I sold this as a rhom (years back) which it is not, and there was a conclusion that it is a spilo CF. I ended up getting this thing back and now I've been staring at it for a few hours, I'm not to sure what I've got.
Here are a series of pics:
With Flash:

















No Flash:

















Larger pics available.

Thanks in advance

Tim


----------



## ANDONI (Jul 11, 2004)

S. Sanchezi


----------



## homebrewed (Feb 25, 2003)

Not trying to be a dill, but it seems that everyone is slapping that name on any red breasted ser. species these days.
I'm comparing to this S. Sanchezi: http://www.piranha-fury.com/pfury/index.php?showtopic=71460
The one I've got has more of a blunt face and extremely red eyes, although the fins and over all shape do seem to match up... hmmmmm


----------



## hastatus (Jan 16, 2003)

> homebrewed Posted Today, 09:01 PM
> Not trying to be a dill, but it seems that everyone is slapping that name on any red breasted ser. species these days.
> I'm comparing to this S. Sanchezi: http://www.piranha-fury.com/pfury/index.php?showtopic=71460
> The one I've got has more of a blunt face and extremely red eyes, although the fins and over all shape do seem to match up... hmmmmm


I understand your concerns: S. sanchezi goes throught some interesting morphological changes.
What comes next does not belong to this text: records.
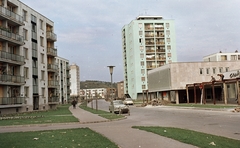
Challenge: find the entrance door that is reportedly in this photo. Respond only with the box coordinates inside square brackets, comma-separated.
[33, 97, 39, 110]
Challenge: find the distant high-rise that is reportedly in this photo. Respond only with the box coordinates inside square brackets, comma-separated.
[70, 64, 80, 96]
[122, 16, 177, 99]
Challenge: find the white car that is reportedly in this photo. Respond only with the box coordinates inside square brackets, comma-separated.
[123, 98, 133, 105]
[109, 100, 129, 113]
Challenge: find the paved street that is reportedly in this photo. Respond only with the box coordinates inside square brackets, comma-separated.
[0, 100, 240, 148]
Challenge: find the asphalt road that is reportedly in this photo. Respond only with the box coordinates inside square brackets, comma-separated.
[88, 100, 240, 140]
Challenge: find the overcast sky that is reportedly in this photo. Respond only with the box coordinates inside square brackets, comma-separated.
[21, 0, 240, 82]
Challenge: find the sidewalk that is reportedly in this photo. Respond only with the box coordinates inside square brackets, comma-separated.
[69, 104, 109, 124]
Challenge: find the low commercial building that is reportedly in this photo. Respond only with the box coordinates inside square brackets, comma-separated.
[148, 61, 239, 103]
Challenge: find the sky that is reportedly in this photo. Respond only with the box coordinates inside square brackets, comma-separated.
[21, 0, 240, 82]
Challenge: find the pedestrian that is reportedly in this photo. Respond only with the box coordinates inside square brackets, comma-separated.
[72, 99, 77, 109]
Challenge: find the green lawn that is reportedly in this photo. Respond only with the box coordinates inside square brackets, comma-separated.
[0, 128, 118, 148]
[133, 126, 240, 148]
[79, 104, 124, 120]
[0, 105, 79, 126]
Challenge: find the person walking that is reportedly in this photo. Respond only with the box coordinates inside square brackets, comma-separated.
[72, 99, 77, 109]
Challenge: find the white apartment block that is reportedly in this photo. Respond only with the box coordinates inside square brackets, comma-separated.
[122, 16, 177, 99]
[56, 57, 71, 104]
[0, 0, 59, 114]
[80, 88, 107, 99]
[70, 64, 80, 97]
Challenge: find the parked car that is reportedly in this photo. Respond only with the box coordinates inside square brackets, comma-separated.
[123, 98, 133, 105]
[109, 100, 130, 114]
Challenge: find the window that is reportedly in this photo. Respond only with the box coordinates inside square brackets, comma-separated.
[23, 10, 27, 21]
[23, 29, 27, 40]
[41, 53, 44, 63]
[39, 19, 43, 30]
[23, 48, 28, 59]
[225, 67, 229, 72]
[219, 67, 222, 73]
[42, 88, 46, 98]
[24, 67, 29, 79]
[166, 23, 170, 28]
[167, 38, 171, 43]
[167, 45, 171, 50]
[40, 37, 44, 46]
[206, 68, 210, 75]
[199, 68, 203, 75]
[166, 30, 170, 35]
[24, 87, 29, 97]
[213, 67, 216, 74]
[168, 53, 172, 58]
[41, 70, 45, 80]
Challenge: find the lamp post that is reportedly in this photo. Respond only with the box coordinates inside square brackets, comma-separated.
[108, 66, 115, 102]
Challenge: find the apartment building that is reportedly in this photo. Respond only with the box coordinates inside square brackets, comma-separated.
[56, 57, 71, 104]
[203, 50, 240, 62]
[70, 63, 80, 97]
[122, 16, 177, 99]
[0, 0, 59, 114]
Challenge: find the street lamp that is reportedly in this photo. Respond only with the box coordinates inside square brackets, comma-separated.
[108, 66, 115, 102]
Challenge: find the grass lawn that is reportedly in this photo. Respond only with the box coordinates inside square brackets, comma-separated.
[166, 103, 239, 109]
[0, 104, 79, 126]
[79, 104, 124, 120]
[0, 128, 118, 148]
[133, 126, 240, 148]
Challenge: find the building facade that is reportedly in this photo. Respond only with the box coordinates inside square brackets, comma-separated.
[122, 16, 177, 99]
[117, 81, 125, 99]
[0, 0, 59, 114]
[56, 57, 71, 104]
[148, 61, 239, 103]
[70, 64, 80, 97]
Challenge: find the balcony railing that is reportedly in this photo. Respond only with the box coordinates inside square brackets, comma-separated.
[47, 47, 57, 56]
[0, 74, 25, 84]
[48, 80, 59, 87]
[47, 31, 57, 41]
[0, 50, 24, 65]
[0, 6, 23, 25]
[0, 28, 24, 45]
[48, 64, 58, 71]
[0, 97, 25, 105]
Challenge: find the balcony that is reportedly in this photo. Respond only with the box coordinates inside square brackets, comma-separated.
[47, 31, 57, 42]
[47, 47, 57, 57]
[0, 97, 25, 105]
[48, 80, 59, 88]
[0, 6, 24, 26]
[48, 64, 58, 72]
[0, 50, 24, 65]
[0, 27, 24, 45]
[0, 74, 25, 85]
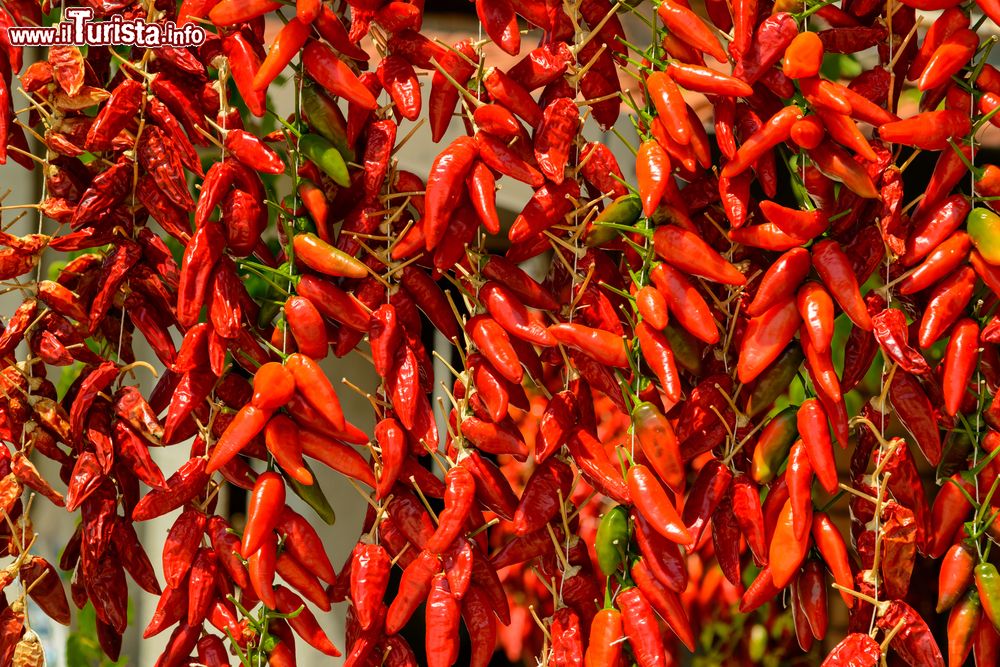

I have some interesting preserved examples of this. Recently I sent this photo to FINK and he agreed it is not a spilopleura. I advised that I've been using the sci name S. sanchezi. He didn't agree or disagree so perhaps that is a good thing.


----------



## homebrewed (Feb 25, 2003)

So I may have a blunt faced sanchezi is what you're saying?








Fair enough.
Maybe Dr. Fink can shed some light. If not I guess I'll hop on the sanchezi band wagon









Thanks for the input Frank

Tim


----------



## hastatus (Jan 16, 2003)

The most interesting thing about this species (having seen a full grown adult in 1965) the lower half of the body is very compressed, knife-edged, probably more than S. compressus. The head maintains that bulldog like face which is odd and almost looks deformed, head on with the belly below. The red throat remains prominent throughout much of its life. Its not uncommon to find old literature with this fish captioned as either S. spilopleura or S. (= P.) nattereri. Neither of which it is.


----------



## homebrewed (Feb 25, 2003)

Guess I stand correct
Looks like I have a nice big Sanchezi.

Its 5.5" TL

Thanks for all the help and info Frank


----------